Nearly a month after the Deepwater Horizon rig exploded on April 20,
killing 11 workers, British energy giant BP has failed to stop the
leak, although it says it has contained some 40 percent of the oil
streaming from the wreckage.
"We saw some heavy oil stranded in the wetlands," Louisiana Governor
Bobby Jindal said after a boat tour to inspect the thick, dark mess
that made its way into the state's wetlands.
"This spill fundamentally threatens Louisiana's way of life. The oil is
here and the time to act is now," he said.
Louisiana biologists said they had rescued an endangered Kemp's Ridley
sea turtle whose exterior was heavily oiled, the first found so far.
Oil samples from the turtle, rescued on Tuesday, were being analyzed to
determine whether they were due to the spill, officials said.
South of Venice, the seaport where BP has established its response
headquarters, oil was seeping at an ever rapid rate into the marshes.
Shiny tar balls were caught in thickets of reeds where crabs swarmed
about, their shells tainted orange by the crude. In some spots, a thick
blanket of oil hung at the bottom of the marsh.

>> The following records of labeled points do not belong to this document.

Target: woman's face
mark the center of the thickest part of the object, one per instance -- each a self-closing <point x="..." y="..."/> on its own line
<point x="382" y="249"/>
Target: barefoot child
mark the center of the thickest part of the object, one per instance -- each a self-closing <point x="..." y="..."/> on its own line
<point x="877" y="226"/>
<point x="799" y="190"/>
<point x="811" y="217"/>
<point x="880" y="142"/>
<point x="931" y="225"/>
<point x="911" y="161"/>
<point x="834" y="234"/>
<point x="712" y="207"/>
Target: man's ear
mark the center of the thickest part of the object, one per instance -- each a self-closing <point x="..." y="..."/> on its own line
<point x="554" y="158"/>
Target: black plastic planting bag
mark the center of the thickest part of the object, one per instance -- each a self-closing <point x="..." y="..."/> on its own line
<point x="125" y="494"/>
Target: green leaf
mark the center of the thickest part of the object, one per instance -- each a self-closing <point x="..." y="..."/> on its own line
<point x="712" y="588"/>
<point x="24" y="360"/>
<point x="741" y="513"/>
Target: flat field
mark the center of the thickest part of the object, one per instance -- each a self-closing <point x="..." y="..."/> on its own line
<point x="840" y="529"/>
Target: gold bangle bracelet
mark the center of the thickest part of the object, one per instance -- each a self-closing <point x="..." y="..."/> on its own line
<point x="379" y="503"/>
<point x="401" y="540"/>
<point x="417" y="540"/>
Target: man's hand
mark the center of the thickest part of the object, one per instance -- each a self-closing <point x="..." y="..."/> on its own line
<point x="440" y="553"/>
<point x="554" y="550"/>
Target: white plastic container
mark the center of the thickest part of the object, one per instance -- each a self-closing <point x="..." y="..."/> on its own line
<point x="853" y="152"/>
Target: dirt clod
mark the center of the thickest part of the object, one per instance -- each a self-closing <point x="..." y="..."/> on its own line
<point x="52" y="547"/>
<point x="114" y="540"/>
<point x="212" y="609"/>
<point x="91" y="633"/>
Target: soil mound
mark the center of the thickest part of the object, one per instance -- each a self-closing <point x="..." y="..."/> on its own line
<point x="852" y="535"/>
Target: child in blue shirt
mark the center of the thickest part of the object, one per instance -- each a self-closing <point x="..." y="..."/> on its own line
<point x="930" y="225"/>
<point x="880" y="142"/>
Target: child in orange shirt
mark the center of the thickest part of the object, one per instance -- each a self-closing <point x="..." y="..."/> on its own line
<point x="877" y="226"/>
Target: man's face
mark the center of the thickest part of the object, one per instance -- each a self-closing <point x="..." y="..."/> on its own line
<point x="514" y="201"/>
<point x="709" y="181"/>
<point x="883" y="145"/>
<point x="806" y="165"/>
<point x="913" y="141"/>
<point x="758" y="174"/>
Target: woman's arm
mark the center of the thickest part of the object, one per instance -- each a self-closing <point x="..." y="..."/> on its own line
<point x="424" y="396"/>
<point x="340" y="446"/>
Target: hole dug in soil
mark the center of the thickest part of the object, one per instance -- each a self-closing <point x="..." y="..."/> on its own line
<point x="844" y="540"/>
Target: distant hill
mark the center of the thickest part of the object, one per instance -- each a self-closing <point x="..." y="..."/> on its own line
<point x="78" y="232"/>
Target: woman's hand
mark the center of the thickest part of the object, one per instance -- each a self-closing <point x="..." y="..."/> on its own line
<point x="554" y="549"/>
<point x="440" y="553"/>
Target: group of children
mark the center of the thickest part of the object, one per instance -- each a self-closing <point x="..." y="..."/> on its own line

Meanwhile, European Space Agency satellites showed oil being pulled
into the powerful clockwise-moving Loop Current that joins the Gulf
Stream, the northern hemisphere's most important ocean current system.
The National Oceanic and Atmospheric Administration, the main US agency
monitoring the spill, agreed that a small portion of the slick had
entered the current "in the form of light to very light sheens."
But it tried to temper fears, saying the oil may never reach Florida
and if it does, it "would be highly weathered" with evaporation and
chemical dispersants having "significantly" reduced the volume.
Rader warned it was "inevitable" that the cocktail of oil and chemical
dispersants would eventually make it to Florida, Cuba, the Atlantic and
up to beaches on the southeastern US coast.
Cuba's southwestern coast is home to major coral and mangrove systems,
as well as a nursery area that supports much of western Caribbean
marine wildlife.
BP is continuing its efforts to siphon up as much of the oil as
possible via a mile-long suction tube said to be pulling up some 2,000
barrels of crude a day gushing from the fractured rig pipe.
The firm estimates that some 5,000 barrels, or 210,000 gallons, a day
of crude is spewing from the wreckage of the Deepwater Horizon rig,
although independent experts warn the flow rate could be at least 10
times higher.
BP hopes to stop the noxious flow with a so-called "top kill" operation
in about a week, in which heavy drilling fluids would be injected into
the well to stem the oil flow, followed by a cement operation to seal
it up permanently. Related article: Florida tar balls not related to
Gulf oil spill
With concerns mounting over lax federal oversight of the offshore oil
drilling industry, top US Senate Democrats urged President Barack Obama
to order "immediate and enhanced inspections" of drilling in US waters.
"As the Gulf Coast continues to be threatened by the lasting effects of
the Deepwater Horizon oil spill disaster, we are deeply concerned that
this accident could be repeated elsewhere," they wrote to Obama.